Re: [PATCH bpf-next 1/4] xdp: Support specifying expected existing program when attaching XDP

Alexei Starovoitov <alexei.starovoitov@xxxxxxxxx> · Fri, 27 Mar 2020 16:00:47 -0700

On Fri, Mar 27, 2020 at 01:06:46PM +0100, Toke Høiland-Jørgensen wrote:
> Alexei Starovoitov <alexei.starovoitov@xxxxxxxxx> writes:
> 
> > On Thu, Mar 26, 2020 at 01:35:13PM +0100, Toke Høiland-Jørgensen wrote:
> >> 
> >> Additionally, in the case where there is *not* a central management
> >> daemon (i.e., what I'm implementing with libxdp), this would be the flow
> >> implemented by the library without bpf_link:
> >> 
> >> 1. Query kernel for current BPF prog loaded on $IFACE
> >> 2. Sanity-check that this program is a dispatcher program installed by
> >>    libxdp
> >> 3. Create a new dispatcher program with whatever changes we want to do
> >>    (such as adding another component program).
> >> 4. Atomically replace the old program with the new one using the netlink
> >>    API in this patch series.
> >
> > in this model what stops another application that is not using libdispatcher to
> > nuke dispatcher program ?
> 
> Nothing.
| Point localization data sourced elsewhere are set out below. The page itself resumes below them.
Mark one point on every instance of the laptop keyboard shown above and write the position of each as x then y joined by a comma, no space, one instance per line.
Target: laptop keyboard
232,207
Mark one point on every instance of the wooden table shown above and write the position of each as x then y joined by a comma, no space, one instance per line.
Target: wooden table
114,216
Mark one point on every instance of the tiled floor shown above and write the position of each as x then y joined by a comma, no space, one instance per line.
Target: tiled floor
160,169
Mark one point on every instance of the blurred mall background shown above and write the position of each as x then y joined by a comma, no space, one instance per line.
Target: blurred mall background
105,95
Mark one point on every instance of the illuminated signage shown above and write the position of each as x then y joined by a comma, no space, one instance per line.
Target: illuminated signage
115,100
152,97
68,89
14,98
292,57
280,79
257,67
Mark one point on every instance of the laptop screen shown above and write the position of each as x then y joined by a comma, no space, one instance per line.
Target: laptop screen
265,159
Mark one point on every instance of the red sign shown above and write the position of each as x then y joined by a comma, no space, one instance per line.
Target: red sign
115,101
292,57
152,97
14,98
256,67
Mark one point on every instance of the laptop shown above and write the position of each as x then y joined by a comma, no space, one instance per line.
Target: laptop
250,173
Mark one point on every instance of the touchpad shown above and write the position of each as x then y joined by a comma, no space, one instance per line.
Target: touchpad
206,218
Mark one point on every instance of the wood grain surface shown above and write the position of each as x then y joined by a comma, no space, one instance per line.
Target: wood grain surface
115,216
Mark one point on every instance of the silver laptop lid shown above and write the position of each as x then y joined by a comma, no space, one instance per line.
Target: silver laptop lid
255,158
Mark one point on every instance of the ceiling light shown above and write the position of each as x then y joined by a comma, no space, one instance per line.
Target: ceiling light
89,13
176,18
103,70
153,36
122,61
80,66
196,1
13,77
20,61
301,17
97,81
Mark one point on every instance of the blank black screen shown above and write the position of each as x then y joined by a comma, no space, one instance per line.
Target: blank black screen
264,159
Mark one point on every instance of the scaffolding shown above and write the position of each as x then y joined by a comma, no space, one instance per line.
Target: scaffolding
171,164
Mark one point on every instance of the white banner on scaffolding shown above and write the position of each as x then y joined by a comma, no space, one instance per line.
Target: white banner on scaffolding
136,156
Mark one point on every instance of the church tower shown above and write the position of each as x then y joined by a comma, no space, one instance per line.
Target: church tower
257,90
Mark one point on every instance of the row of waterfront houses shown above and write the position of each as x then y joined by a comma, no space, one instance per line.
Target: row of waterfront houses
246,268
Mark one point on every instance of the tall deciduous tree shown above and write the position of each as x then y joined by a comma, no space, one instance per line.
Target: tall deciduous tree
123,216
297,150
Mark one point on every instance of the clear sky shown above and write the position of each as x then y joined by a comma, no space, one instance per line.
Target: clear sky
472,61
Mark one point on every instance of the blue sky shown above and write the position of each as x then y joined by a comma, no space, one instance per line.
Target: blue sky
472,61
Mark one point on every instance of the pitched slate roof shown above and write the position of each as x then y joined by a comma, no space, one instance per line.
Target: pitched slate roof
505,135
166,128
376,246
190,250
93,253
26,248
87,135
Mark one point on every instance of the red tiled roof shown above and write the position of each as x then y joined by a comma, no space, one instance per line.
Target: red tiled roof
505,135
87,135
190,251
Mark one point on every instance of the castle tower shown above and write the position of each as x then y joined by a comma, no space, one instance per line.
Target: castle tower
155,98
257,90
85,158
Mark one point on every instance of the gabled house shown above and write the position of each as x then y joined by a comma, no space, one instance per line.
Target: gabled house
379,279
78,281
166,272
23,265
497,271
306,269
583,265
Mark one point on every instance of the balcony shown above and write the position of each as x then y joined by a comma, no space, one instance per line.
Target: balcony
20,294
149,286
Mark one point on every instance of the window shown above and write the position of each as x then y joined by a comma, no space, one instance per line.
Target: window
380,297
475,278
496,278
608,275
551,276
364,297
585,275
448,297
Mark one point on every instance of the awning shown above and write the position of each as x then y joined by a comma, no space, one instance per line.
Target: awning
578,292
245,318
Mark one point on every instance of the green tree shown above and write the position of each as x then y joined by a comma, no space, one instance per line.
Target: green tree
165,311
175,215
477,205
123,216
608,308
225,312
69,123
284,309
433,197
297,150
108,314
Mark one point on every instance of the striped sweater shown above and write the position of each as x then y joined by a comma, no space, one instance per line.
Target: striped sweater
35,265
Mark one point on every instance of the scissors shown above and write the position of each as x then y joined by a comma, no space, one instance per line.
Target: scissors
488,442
But nothing is stopping it from issuing 'ip link down' either -
> an application with CAP_NET_ADMIN is implicitly trusted to be
> well-behaved. This patch series is just adding the kernel primitive that
> enables applications to be well-behaved. I consider it an API bug-fix.

I think what you're proposing is not a fix, but a band-aid.
And from what I can read in this thread you remain unconvinced that
you will hit exactly the same issues we're describing.
We hit them already and you will hit them a year from now.
Simply because fb usage of all parts of bpf are about 3-4 years ahead
of everyone else.
I'm trying to convince you that your libxdp will be in much better
shape a year from now. It will be prepared for a situation when
other libxdp clones exist and are trying to do the same.
While you're saying:
"let me shot myself in the foot. I know what I'm doing. I'll be fine".
I know you will not be. And soon enough you'll come back proposing
locking, id, owner apis for xdp.

> >> Whereas with bpf_link, it would be:
> >> 
> >> 1. Find the pinned bpf_link for $IFACE (e.g., load from
> >>    /sys/fs/bpf/iface-links/$IFNAME).
> >> 2. Query kernel for current BPF prog linked to $LINK
> >> 3. Sanity-check that this program is a dispatcher program installed by
> >>    libxdp
> >> 4. Create a new dispatcher program with whatever changes we want to do
> >>    (such as adding another component program).
> >> 5. Atomically replace the old program with the new one using the
> >>    LINK_UPDATE bpf() API.
> >
> > whereas here dispatcher program is only accessible to libdispatcher.
> > Instance of bpffs needs to be known to libdispatcher only.
> > That's the ownership I've been talking about.
> >
> > As discussed early we need a way for _human_ to nuke dispatcher program,
> > but such api shouldn't be usable out of application/task.
> 
> As long as there is this kind of override in place, I'm not actually
> fundamentally opposed to the concept of bpf_link for XDP, as an
> additional mechanism. What I'm opposed to is using bpf_link as a reason
> to block this series.
> 
> In fact, a way to implement the "human override" you mention, could be
> to reuse the mechanism implemented in this series: If the EXPECTED_FD
> passed via netlink is a bpf_link FD, that could be interpreted as an
> override by the kernel.

That's not "human override". You want to use expected_fd in libxdp.
That's not human. That's any 'yum install firewall' will be nuking
the bpf_link and careful orchestration of our libxdp.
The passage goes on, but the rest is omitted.